The Arthur Brooks of AEI has a book called Who Really Cares, here’s Ezra Klein summing up the results:
[It] cites data showing that "households headed by conservatives give 30 percent more to charity than households headed by liberals." Every so often, his findings are trumpeted as proof that conservatives are more genuinely compassionate than liberals. And that's exactly what Nick Kristof did over the weekend.
But the difference can be explained in one word, and it's not "compassion." It's "religion." A recent survey from Google similarly found that self-identified conservatives gave more to charity than did self-identified liberals. But they also found that "if donations to all religious organizations are excluded, liberals give slightly more to charity than conservatives do."

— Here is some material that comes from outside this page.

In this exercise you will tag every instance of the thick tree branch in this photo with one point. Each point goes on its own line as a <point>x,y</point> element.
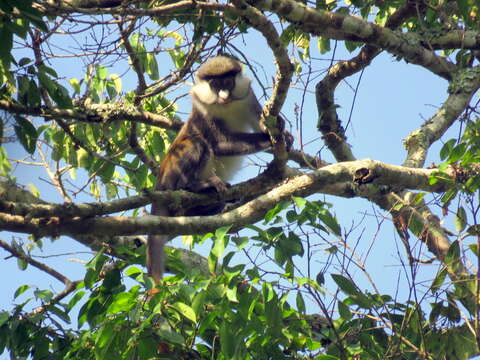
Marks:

If liberals give only slightly more after religious organizations are excluded, then I’m guessing liberals are giving less over all even after you account for the fact that a good percentage of religious donations essentially go to member services. Ezra talks a bit about what really counts as charity, there’s a good argument that we’re overvaluing donations to the Ivies and that sort of thing. They aren’t adding that many more students so better Ivies are not going to help the poor that much even if they do a good job of expanding need-based aid.
Anyhow, I think Ezra gets it wrong when he queries what really counts. I think it is fair to exclude funding spent on overhead, fund-raising, and member services. However beyond that we’re best off categorizing into the type of benefit provided rather than arguing what counts.

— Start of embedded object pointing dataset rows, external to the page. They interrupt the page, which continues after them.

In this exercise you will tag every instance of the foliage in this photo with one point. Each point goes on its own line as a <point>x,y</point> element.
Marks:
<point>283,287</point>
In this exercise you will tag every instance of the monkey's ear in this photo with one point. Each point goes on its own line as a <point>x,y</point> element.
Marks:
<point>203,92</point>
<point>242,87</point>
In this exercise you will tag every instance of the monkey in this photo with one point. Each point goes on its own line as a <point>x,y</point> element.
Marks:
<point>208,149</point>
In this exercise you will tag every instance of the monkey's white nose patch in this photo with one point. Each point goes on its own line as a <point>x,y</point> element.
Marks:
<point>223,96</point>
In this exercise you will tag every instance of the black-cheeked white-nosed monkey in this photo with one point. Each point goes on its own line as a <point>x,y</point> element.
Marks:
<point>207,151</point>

Beyond that, I think there’s a few ways to consider this:
- Getting averaging the percentage given by household rather than dividing the amount given by the number of households. Doing it the latter way emphasizes how much the rich give.
- Beyond that, apply the Widow’s Mite principle. Giving out of scarce funds counts more than giving of abundance. Breaking down to compare similar income quartiles or perhaps by how household income compares to the poverty rate.

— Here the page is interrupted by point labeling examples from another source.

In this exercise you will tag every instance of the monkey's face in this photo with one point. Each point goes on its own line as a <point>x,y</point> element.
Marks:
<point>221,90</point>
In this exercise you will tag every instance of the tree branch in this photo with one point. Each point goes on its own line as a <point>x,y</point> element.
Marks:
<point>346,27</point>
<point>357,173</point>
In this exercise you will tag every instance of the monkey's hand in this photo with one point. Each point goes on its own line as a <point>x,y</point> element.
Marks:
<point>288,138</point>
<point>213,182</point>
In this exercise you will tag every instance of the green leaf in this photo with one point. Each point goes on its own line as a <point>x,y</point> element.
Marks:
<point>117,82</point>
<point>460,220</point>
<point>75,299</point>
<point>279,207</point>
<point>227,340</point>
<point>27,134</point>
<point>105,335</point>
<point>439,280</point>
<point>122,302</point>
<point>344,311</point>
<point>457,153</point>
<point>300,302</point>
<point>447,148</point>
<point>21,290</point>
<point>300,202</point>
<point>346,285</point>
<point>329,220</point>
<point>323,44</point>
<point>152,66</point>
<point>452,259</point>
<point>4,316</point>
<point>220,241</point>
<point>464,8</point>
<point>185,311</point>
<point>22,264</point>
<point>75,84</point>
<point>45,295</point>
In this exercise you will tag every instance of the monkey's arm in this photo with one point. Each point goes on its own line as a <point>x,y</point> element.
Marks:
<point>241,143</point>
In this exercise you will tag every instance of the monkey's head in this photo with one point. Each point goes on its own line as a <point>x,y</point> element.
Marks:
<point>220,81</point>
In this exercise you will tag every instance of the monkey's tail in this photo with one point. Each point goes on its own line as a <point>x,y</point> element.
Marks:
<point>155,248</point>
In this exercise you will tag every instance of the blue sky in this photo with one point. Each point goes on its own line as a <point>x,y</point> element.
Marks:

- Include state and local taxes that get spend towards charitable ends. We vote both with our ballots and our feet, choosing to live in a higher tax but better service providing community is a charitable choice.
Kristof does note that apparently conservatives give more blood, which is about as equitable of a measure as there is out there. So I’m guessing that liberals won’t necessarily out perform conservatives even under some of these criteria.